Putting all these ideas together, here's how I'd code your problem in z3:
import igraph as ig
import random
from time import *
import z3
# First make a random graph and find the largest clique size in it
from tqdm import tqdm
random.seed(7)
num_variables = 150 # bigger gives larger running time gap between z3 and ortools grow
print("Making graph")
g = ig.Graph.Erdos_Renyi(num_variables, 0.6)

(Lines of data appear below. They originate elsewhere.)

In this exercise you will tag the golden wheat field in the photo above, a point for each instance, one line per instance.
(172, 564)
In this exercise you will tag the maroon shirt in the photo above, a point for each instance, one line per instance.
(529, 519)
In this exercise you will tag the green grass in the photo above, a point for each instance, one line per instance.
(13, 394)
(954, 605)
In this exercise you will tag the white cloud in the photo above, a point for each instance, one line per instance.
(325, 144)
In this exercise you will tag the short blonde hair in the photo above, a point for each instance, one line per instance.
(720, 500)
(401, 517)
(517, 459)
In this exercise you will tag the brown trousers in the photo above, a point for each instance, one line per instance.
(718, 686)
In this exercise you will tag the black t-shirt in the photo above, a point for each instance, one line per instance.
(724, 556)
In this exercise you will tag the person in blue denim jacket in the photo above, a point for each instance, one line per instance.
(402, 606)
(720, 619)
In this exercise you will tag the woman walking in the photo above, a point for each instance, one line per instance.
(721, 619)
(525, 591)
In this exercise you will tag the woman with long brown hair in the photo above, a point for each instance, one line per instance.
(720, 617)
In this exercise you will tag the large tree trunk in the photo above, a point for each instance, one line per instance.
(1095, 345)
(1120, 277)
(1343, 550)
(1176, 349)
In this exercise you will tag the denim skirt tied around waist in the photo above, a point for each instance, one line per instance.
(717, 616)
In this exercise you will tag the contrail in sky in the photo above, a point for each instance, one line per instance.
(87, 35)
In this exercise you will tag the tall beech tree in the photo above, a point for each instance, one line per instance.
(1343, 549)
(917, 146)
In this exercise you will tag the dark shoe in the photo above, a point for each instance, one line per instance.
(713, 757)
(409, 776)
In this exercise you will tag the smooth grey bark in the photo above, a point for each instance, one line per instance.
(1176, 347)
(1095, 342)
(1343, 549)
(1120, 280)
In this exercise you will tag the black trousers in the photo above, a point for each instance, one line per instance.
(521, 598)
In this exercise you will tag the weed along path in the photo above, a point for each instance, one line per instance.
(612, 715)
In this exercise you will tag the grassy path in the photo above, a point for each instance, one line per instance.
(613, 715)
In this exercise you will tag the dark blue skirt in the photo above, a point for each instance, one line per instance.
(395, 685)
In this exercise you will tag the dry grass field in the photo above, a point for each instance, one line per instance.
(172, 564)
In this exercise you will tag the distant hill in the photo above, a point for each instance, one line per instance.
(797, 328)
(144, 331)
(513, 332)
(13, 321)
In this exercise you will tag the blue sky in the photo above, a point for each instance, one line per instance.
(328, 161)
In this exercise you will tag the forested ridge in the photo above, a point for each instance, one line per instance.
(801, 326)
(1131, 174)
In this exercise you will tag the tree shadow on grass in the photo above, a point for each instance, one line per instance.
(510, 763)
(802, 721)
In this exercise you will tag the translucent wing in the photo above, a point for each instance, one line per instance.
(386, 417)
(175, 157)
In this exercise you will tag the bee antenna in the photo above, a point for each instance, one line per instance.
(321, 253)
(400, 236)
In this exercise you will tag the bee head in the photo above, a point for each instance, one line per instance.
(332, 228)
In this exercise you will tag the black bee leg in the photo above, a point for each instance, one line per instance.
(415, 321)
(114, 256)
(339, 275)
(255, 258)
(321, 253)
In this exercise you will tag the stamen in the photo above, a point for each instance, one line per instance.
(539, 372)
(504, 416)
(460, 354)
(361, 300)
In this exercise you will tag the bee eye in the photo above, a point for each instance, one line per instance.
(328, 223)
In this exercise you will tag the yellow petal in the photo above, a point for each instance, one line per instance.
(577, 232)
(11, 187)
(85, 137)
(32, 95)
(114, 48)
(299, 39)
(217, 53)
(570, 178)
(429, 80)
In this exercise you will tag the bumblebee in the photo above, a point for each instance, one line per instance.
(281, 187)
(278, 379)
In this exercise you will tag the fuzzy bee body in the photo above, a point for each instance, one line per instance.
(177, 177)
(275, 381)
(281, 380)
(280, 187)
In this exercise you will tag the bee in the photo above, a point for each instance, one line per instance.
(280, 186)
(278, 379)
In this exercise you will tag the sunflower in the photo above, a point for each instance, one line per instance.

# Make a set of edges. Maybe this isn't necessary
print("Making set of edges")
edges = set()
for edge in tqdm(g.es):
edges.add((edge.source, edge.target))
myVars = []
for i in range(num_variables):
myVars += [z3.Bool('v%d' % i)]
total = sum([z3.If(i, 1, 0) for i in myVars])
s = z3.Solver()
for i in tqdm(range(num_variables)):
for j in range(i+1, num_variables):
if not (i, j) in edges:
s.add(z3.Not(z3.And(myVars[i], myVars[j])))
t = time()
curTotal = 0
while True:
s.add(z3.PbGe([(x, 1) for x in myVars], curTotal+1))
r = s.check()
if r == z3.unsat:
break
curTotal = s.model().evaluate(total, model_completion=True).as_long()
print(r, curTotal, round(time()-t,2))
print("DONE total time =", round(time()-t,2))
Note the use of z3.PbGe which introduces the pseudo-boolean constraints. In my experiments this runs faster than the regular constraint version; and if you also assume 8-core full parallelization speed-up, I think it compares favorably to the ortools solution.
Note that the iterative loop above is coded in a linear fashion, i.e., we ask for curTotal+1 solution, incrementing the last solution found by z3 only by one in each call to check. At the expense of some extra programming, you can also implement a binary-search like routine, i.e., ask for double the last result, and if unsat scale back to find the optimum, using push/pop to manage the assertion stack. This trick can perform even better when amortized over many runs.
Please report the results of your own experiments!